In the Netherlands, the Minister of Health submitted a legislative proposal to the House of Representatives. It aims to include a ban on improper inducements in the Medical Devices Act.

Inducements in the medical device sector 

The current Dutch Medical Devices Act (Wet op de medische hulpmiddelen – "WMH") does not regulate inducement or other financial relations between medical device companies and healthcare professionals, such as gifts, hospitality, fee for service or rebates and discounts.

The legislative proposal introduces a ban on inducements that are aimed at stimulating the prescription or supply of medical devices by awarding, offering or promising benefits in cash or in kind to healthcare professionals, healthcare institutions or health insurance companies.

What would still be allowed?

  • Compensation for (or not charging of) participation fees for meetings including travel costs and hospitality, provided that this remains limited to what is strictly necessary to participate in the meeting.
  • Fees for service, provided that the fees are reasonable and proportionate.
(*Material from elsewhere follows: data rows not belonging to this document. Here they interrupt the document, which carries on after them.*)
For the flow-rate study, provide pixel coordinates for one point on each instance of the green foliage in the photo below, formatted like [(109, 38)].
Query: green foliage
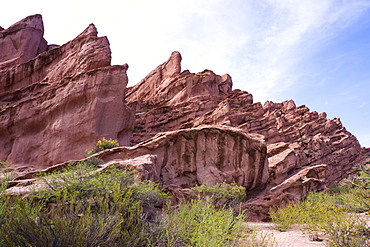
[(83, 207), (303, 139), (322, 215), (354, 193), (199, 223), (113, 219), (222, 194), (102, 145), (6, 174), (3, 107)]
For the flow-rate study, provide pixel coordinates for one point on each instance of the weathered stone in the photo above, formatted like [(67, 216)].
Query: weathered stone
[(22, 41), (62, 101), (204, 155)]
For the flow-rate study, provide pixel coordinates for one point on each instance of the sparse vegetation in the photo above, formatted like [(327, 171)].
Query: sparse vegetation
[(303, 139), (222, 194), (332, 216), (82, 207), (142, 111), (3, 107), (102, 145)]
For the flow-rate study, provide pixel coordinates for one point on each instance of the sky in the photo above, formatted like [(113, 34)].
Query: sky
[(316, 52)]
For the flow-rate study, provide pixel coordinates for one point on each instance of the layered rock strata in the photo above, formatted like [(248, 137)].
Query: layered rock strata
[(57, 104), (188, 128), (306, 151)]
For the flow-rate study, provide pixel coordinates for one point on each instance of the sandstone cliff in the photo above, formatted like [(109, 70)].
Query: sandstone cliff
[(57, 103), (187, 129), (305, 150)]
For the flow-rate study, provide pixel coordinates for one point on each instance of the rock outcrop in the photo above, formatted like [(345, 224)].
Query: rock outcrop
[(22, 41), (57, 104), (188, 128), (306, 151), (189, 157)]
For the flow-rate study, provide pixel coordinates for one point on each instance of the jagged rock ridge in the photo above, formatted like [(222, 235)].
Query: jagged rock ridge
[(56, 104), (187, 129)]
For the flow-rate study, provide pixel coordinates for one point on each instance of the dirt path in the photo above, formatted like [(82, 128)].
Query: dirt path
[(291, 238)]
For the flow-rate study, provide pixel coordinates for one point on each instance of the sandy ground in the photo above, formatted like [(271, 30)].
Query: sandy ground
[(291, 238)]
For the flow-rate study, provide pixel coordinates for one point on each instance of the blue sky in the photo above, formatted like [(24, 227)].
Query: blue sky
[(316, 52)]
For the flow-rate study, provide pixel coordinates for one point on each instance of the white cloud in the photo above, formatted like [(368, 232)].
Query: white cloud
[(257, 42)]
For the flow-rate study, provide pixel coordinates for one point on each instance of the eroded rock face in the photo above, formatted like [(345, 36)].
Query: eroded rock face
[(306, 151), (22, 41), (59, 103), (204, 155), (188, 129)]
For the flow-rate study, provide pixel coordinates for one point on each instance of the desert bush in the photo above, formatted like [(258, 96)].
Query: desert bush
[(323, 216), (354, 193), (102, 145), (97, 221), (348, 230), (81, 207)]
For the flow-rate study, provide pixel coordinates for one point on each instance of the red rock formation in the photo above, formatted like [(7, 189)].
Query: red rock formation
[(22, 41), (306, 151), (189, 128), (204, 155), (58, 103)]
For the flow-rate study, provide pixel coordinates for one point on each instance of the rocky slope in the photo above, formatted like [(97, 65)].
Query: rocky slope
[(184, 128), (57, 103)]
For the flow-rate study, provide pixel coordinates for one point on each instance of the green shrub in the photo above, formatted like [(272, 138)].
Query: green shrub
[(114, 220), (322, 216), (102, 145), (199, 223)]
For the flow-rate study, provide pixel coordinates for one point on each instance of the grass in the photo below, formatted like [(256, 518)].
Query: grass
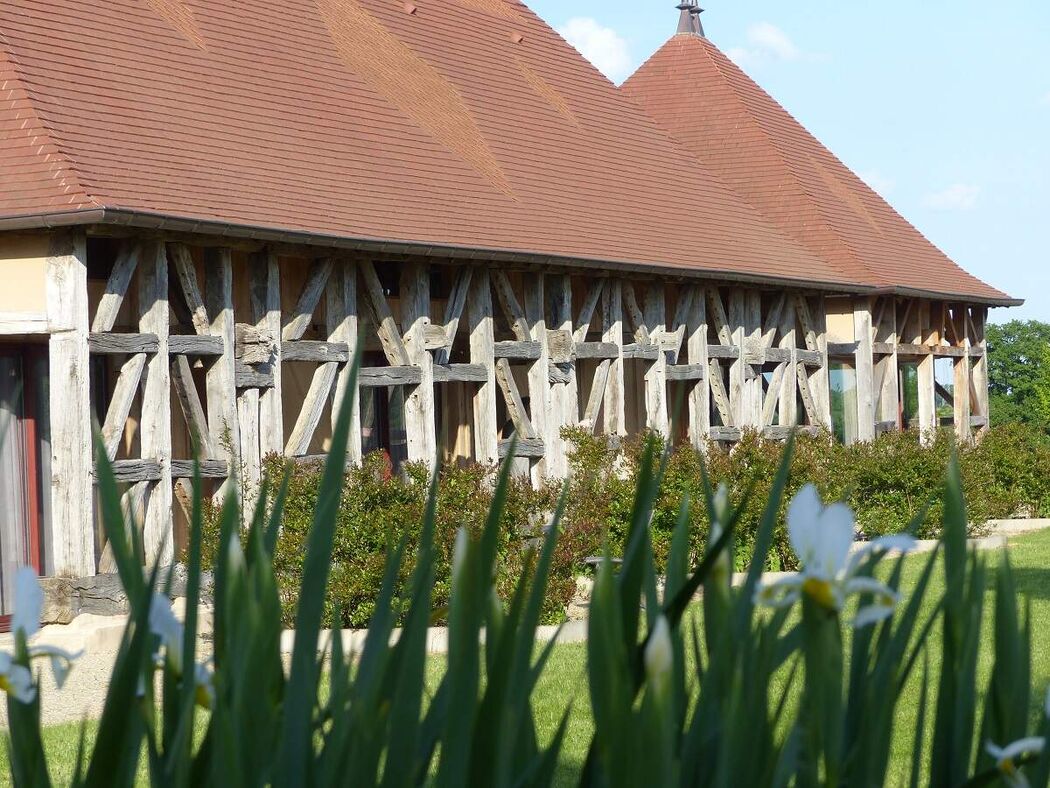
[(565, 682)]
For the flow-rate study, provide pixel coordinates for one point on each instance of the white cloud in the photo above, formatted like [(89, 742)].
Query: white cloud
[(765, 43), (603, 46), (878, 182), (959, 197)]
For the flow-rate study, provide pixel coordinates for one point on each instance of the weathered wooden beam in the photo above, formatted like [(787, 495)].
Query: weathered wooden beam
[(480, 318), (596, 350), (454, 311), (120, 403), (526, 350), (154, 431), (460, 373), (642, 352), (196, 422), (137, 470), (221, 379), (186, 273), (264, 277), (722, 351), (726, 434), (419, 406), (864, 367), (516, 408), (655, 376), (312, 350), (122, 344), (508, 303), (390, 335), (555, 345), (209, 469), (250, 377), (531, 448), (191, 345), (686, 372), (117, 287), (613, 409), (696, 348), (341, 323), (313, 408), (587, 308), (374, 377), (634, 316), (309, 297)]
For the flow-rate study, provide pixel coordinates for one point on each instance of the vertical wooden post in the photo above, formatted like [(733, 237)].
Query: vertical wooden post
[(865, 370), (70, 411), (268, 316), (927, 372), (482, 340), (221, 378), (655, 317), (340, 316), (699, 395), (961, 395), (737, 370), (155, 435), (887, 372), (788, 403), (419, 401), (539, 374), (612, 332)]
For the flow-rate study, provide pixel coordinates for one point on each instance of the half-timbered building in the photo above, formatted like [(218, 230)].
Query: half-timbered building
[(205, 204)]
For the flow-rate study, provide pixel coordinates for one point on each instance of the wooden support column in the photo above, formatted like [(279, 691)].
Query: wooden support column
[(221, 379), (482, 349), (927, 396), (419, 400), (788, 403), (865, 370), (655, 319), (69, 399), (340, 315), (961, 394), (539, 374), (738, 369), (155, 428), (696, 348), (564, 396), (612, 325), (979, 406), (886, 366)]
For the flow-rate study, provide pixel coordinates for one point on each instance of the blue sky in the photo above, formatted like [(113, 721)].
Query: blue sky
[(943, 107)]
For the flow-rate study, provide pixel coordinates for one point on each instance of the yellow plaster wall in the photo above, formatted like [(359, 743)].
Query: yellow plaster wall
[(23, 266)]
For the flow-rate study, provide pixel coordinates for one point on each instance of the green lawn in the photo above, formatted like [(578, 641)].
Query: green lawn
[(564, 681)]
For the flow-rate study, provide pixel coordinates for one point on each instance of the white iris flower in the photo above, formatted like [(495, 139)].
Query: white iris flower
[(822, 537), (16, 678), (1006, 759), (164, 624)]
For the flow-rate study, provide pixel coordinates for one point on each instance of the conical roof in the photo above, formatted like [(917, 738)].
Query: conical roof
[(739, 132)]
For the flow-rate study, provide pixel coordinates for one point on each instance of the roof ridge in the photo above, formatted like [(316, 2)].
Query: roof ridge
[(61, 166), (774, 143)]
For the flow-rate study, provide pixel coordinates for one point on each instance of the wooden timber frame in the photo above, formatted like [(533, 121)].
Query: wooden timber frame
[(239, 350)]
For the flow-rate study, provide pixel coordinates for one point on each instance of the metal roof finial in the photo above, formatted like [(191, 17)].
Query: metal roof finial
[(695, 14)]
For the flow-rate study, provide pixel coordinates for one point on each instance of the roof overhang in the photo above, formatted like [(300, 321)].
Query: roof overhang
[(156, 221)]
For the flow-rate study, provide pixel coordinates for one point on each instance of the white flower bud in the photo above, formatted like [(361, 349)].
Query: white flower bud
[(658, 655)]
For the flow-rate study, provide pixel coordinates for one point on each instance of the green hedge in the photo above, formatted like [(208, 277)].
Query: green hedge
[(885, 482)]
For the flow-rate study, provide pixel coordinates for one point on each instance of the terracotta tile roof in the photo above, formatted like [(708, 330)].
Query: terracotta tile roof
[(462, 123), (737, 130)]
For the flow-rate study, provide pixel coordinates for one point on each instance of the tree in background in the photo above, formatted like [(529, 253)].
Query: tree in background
[(1019, 372)]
The service should be relevant for the medical device company or for the healthcare professional and a written services agreement must be in place.
  • Gifts of limited value that are of relevance for the healthcare professional's practice.
  • Discounts and bonuses related to the purchase of medical devices.

The proposed ban is reciprocal: medical device companies may not offer improper inducements and healthcare professionals, institutions and health insurance companies may not ask for or accept improper inducements.

The proposed ban and the exceptions are similar to the regulatory framework in the pharmaceutical sector, a key difference being that the proposal for medical devices not only applies to inducements towards healthcare professionals, but also explicitly applies to inducements towards health insurance companies.
 

Financial penalties
Financial relations in the medical device sector, including those that qualify as inducement, are currently only governed by a self-regulatory industry code: the Code of Conduct for Medical Devices (Gedragscode Medische Hulpmiddelen – "GMH"). The GMH is, strictly speaking, only binding upon its member companies. Violation of the self-regulatory GMH cannot be enforced by the competent authorities. The legislative proposal would introduce a statutory prohibition and a legal basis for governmental enforcement, such as the possibility to impose financial penalties.

Violation of the prohibition on inducement could be punished by administrative fines. The Health Care Inspectorate (Inspectie voor de Gezondheidszorg – "IGZ") would have inspection powers and the Minister of Health could impose administrative fines of up to a maximum of EUR 900,000. The standard sum for administrative fines for violation of the ban on inducements will be included in a policy document issued by the Minister of Health. 

Sunshine/Transparency
Transparency of financial relations with healthcare professionals is regulated by the self-regulatory Code of Conduct for Medical Devices, GMH, as well as in the self-regulatory Code of Conduct for Pharmaceutical Advertising ("CGR"). The Minister of Health strongly supports the transparency provisions. The legislative proposal would provide for a solid legal basis for using the specific healthcare professional's personal registration number ("BIG-nummer") for transparency purposes in the medical device sector. Arranging for this in the statute itself is deemed important in particular for data privacy reasons. Although the legislative proposal does not provide that financial relations between medical device companies and healthcare professionals should be made transparent, it does confirm that the legislator strongly supports the self-regulatory framework for transparency/sunshine, with disclosure in the central publicly accessible transparency register (Transparantieregister Zorg).

Legislative procedure
The legislative proposal (nr. 34 330) was submitted to the House of Representatives (Tweede Kamer) on 29 October 2015. Amendments to the draft act can still be made and political debate on the draft is yet to start. If the draft is approved by the House of Representatives, the draft will be presented to the Senate (Eerste Kamer) for final approval.